# Chicory is Getting There!



## Harriet_and_Hens (Apr 26, 2015)

I don't post often - mostly just stalk the forums.. but our Chicory is really starting to get there and I was watching her today after giving her butt a haircut (I'm no hairdresser, I know) and she seems to be breathing a little faster than normal. I don't know why, but ever since I realized she was pregnant, I just feel a little nervous for her. She has always been a little on the 'big' size. Not fat, just weird shaped. I think I'm just nervous because while she has had babies, she has never had them here. The lady I got her from said that she kidded easily and I have no reason not to trust her word thus far.
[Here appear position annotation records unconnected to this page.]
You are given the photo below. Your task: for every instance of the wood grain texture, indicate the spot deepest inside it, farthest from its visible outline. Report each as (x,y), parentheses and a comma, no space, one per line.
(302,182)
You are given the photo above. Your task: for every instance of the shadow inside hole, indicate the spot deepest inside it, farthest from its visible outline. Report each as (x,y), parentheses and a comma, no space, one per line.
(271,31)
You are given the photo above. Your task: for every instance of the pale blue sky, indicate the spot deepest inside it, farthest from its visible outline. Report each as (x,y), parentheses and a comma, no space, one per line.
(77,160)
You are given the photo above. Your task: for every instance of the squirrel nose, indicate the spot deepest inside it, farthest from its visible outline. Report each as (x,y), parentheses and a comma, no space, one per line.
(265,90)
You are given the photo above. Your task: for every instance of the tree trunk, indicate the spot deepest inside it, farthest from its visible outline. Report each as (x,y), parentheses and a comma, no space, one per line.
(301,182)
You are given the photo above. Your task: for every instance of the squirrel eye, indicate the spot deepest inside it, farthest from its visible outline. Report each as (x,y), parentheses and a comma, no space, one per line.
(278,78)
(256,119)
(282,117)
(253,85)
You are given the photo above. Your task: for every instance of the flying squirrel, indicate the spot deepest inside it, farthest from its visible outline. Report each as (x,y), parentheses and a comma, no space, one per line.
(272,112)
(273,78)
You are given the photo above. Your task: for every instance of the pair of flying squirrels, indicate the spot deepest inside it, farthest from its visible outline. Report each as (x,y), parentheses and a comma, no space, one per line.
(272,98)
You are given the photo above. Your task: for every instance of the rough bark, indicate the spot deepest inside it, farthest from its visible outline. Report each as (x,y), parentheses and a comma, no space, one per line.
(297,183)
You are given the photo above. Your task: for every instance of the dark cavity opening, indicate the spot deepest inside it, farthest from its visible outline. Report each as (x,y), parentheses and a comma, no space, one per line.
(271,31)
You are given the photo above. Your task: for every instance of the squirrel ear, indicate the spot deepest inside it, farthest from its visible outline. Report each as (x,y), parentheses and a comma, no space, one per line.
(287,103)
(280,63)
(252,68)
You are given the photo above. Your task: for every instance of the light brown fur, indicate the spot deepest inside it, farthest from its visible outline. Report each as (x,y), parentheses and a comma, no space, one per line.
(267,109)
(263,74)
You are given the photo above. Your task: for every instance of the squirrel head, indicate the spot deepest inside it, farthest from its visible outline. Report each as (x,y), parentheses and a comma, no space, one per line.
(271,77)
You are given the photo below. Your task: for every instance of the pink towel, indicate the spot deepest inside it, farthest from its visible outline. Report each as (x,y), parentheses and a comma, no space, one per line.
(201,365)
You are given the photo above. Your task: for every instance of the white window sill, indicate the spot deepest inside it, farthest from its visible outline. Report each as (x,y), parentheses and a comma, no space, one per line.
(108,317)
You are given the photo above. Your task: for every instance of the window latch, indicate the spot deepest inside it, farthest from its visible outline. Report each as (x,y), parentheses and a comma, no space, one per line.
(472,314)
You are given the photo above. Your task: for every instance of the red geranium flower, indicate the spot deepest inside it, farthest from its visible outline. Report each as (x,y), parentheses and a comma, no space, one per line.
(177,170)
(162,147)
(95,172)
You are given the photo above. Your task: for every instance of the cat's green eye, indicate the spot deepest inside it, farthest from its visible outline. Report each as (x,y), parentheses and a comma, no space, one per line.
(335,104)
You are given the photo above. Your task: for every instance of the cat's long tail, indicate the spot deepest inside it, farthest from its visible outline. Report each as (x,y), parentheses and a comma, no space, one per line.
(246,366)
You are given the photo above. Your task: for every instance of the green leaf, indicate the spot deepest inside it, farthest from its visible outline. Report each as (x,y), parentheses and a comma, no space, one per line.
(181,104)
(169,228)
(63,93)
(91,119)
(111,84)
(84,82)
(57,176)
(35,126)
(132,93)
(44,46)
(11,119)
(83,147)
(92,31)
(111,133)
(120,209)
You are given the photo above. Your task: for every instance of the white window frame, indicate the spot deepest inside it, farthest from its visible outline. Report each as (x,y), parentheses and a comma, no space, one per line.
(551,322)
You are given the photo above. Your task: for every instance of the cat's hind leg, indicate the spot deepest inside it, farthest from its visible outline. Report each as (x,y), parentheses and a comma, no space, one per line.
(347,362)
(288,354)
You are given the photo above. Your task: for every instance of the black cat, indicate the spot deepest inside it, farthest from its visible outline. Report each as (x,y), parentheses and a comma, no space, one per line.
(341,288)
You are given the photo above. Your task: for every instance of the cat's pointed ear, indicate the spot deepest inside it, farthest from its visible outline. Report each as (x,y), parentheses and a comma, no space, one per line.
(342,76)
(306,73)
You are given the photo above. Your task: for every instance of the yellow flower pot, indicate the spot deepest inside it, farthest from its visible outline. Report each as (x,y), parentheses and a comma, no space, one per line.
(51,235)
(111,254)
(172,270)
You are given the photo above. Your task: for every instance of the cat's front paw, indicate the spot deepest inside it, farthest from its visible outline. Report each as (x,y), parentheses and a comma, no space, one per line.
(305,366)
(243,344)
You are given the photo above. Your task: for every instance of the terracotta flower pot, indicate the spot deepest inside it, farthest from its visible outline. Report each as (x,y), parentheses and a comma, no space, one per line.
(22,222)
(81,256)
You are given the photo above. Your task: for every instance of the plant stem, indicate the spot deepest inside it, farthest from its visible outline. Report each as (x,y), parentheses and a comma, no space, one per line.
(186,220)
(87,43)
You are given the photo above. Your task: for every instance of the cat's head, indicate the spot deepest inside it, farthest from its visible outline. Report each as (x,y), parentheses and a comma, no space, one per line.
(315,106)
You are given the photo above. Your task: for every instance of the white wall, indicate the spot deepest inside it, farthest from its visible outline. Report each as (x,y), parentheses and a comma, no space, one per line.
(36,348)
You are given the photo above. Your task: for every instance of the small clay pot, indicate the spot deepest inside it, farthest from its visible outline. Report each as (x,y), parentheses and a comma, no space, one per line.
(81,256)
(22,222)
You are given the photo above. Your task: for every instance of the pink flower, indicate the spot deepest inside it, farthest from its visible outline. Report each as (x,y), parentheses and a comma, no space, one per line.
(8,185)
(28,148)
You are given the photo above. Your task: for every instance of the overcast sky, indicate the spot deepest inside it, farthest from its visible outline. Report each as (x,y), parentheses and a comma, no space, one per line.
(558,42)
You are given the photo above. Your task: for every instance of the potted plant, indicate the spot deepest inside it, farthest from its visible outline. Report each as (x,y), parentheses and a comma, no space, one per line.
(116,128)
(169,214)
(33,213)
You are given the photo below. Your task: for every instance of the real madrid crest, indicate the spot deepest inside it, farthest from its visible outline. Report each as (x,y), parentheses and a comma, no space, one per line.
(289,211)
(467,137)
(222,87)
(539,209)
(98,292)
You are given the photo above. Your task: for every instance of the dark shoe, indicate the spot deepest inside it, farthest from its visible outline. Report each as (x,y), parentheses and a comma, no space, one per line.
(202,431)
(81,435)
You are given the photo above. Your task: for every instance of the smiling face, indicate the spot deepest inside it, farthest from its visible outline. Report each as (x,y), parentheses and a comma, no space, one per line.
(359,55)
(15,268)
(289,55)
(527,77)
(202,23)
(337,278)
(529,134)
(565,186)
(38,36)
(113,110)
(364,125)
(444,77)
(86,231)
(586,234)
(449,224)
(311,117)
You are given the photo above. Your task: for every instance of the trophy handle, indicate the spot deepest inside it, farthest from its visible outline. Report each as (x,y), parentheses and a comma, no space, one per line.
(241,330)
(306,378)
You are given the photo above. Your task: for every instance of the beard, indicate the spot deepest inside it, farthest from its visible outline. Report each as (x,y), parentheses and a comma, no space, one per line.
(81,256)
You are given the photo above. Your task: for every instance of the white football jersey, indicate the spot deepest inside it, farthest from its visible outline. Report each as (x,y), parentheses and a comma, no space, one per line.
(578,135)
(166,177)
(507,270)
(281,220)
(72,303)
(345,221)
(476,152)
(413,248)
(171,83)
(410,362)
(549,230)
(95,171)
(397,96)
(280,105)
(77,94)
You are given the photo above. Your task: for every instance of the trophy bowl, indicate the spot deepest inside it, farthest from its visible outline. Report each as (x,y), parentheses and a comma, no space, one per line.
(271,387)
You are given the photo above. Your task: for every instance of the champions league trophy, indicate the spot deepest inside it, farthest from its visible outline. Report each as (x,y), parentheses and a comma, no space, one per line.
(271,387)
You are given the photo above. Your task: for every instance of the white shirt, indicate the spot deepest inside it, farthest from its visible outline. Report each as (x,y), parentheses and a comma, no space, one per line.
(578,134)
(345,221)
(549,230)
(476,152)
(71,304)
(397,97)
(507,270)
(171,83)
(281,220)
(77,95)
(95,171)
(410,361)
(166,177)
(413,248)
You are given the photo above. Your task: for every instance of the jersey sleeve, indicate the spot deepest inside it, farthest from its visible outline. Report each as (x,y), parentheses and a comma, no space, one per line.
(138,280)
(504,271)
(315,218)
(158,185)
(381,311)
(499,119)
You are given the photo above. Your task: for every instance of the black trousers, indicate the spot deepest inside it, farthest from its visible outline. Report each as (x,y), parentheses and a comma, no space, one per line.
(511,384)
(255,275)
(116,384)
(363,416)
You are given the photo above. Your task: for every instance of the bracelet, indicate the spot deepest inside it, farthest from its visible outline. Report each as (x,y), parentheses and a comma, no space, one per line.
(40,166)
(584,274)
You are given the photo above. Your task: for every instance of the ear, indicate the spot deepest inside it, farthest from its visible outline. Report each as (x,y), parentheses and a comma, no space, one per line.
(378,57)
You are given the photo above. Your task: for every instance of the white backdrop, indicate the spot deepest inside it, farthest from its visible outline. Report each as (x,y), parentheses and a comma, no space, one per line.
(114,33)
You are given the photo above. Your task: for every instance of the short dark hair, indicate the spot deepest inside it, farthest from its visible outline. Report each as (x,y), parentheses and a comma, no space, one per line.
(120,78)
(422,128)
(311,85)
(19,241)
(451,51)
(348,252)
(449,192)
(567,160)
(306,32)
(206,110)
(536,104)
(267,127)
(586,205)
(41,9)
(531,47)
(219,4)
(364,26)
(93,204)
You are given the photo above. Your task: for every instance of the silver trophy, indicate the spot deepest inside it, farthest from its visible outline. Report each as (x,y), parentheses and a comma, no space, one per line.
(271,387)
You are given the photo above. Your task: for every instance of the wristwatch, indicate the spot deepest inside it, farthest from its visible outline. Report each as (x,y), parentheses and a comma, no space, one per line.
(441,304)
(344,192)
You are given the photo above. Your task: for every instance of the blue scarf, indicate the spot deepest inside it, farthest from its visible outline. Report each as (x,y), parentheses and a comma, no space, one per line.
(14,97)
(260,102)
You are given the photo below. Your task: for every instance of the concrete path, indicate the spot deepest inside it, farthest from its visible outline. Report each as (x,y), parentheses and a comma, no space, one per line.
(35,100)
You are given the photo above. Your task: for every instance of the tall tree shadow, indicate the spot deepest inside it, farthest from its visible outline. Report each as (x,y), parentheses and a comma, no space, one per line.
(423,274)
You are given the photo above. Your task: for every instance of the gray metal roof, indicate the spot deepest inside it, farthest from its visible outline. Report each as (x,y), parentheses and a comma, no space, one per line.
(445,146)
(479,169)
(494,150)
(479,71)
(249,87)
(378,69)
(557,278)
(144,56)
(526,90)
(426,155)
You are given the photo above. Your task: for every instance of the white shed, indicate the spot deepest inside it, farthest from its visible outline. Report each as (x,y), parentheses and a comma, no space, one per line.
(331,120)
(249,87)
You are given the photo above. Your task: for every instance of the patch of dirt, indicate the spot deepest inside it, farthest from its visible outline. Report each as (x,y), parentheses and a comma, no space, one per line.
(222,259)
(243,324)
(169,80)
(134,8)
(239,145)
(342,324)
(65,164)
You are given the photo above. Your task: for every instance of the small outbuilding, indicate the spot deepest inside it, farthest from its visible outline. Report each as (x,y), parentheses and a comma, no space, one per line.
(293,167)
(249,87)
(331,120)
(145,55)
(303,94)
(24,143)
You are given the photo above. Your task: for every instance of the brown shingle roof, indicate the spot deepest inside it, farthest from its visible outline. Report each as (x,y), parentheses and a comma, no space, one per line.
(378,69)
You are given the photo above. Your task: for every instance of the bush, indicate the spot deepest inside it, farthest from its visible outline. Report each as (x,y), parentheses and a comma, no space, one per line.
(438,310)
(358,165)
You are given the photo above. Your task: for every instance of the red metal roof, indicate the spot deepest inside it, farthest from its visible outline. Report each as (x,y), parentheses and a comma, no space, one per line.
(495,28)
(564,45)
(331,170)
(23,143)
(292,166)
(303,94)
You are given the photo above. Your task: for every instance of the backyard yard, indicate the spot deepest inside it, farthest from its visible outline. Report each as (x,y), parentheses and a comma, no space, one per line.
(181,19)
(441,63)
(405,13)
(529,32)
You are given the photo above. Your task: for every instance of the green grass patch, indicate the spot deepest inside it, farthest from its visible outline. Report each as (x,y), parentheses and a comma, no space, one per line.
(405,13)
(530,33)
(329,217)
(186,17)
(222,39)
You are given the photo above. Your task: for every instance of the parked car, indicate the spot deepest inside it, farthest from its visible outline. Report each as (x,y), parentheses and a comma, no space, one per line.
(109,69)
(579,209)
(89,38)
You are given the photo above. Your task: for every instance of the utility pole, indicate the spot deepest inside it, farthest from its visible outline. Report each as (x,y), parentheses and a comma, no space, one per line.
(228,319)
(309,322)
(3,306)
Anyway, I think it's just the pre-kidding nerves (on my end, not Chicory's). She is acting normal, just a little snuggly. 150 days is April 18th. I think she'll have 2  Last time she kidded was in 2017 with 2 bucklings. Any thoughts?


----------



## ksalvagno (Oct 6, 2009)

Pretty girl! Good luck!


----------



## Moers kiko boars (Apr 23, 2018)

She is definately preggo, and looks very good & healthy. Most of my does do get very friendly with the last few days of pregnancy. Do you have your kidding kit ready? Are you excited? Its so much fun & exciting when my girls kid. And if you have any reservations..you have all of us to help you through. No worries. Just enjoy this pretty mama to be!


----------



## MellonFriend (Aug 8, 2017)

She's a looker! What breed is she? Good luck with the kidding! I say two beautiful does she's got cooking in there, but I'm no professional kid guesser.
:kid3::kid3:


----------



## Harriet_and_Hens (Apr 26, 2015)

Thank you! Yes, she is the sweetest. She is an Alpine. These will be the first kids from the buck we got this year, whom is Lamancha, so I'm excited to see what the kids look like! 

Kidding supplies are ready, all that's left to do now is wait (un)patiently. Weather is supposed to get yucky over the next few days so hopefully she cooks them until very close to 150 days! 

Thank you all for your support!


----------



## Moers kiko boars (Apr 23, 2018)

Anytime. We work real cheap! The only price we charge is pictures & kidd pictures!


----------



## toth boer goats (Jul 20, 2008)

Cute.


----------



## Harriet_and_Hens (Apr 26, 2015)

She's still getting there  Chicory is a very sweet, stoic girl and so aside from being very wide, she is acting quite normal. I am terrible at feeling ligaments (I'll admit, someone can explain the process a million times and I just don't feel what I'm supposed to). Every morning when she's being fed, I can feel movement on her lower right side but her rear end is looking normal as ever. Tomorrow will be 145 days so hopefully she continues to cook them.


----------



## daisysmaid (Jun 21, 2018)

How’s Chicory?? Any babies yet?


----------



## Tanya (Mar 31, 2020)

Please give an update. I have no more nails left here..... and I am so far away.


----------



## toth boer goats (Jul 20, 2008)

We are concerned.


----------



## Harriet_and_Hens (Apr 26, 2015)

Still no babies! Yesterday we had a snow storm and I thought she would kid because of the yucky weather and the fact that I was not able to take off of work, but luckily she did not. 

She is just the sweetest thing and aside from being very wide and having a waddle, does not give any indication of pregnancy. I just got back in from this morning's check. Today is 150 days and she's just out there sleeping like a baby. 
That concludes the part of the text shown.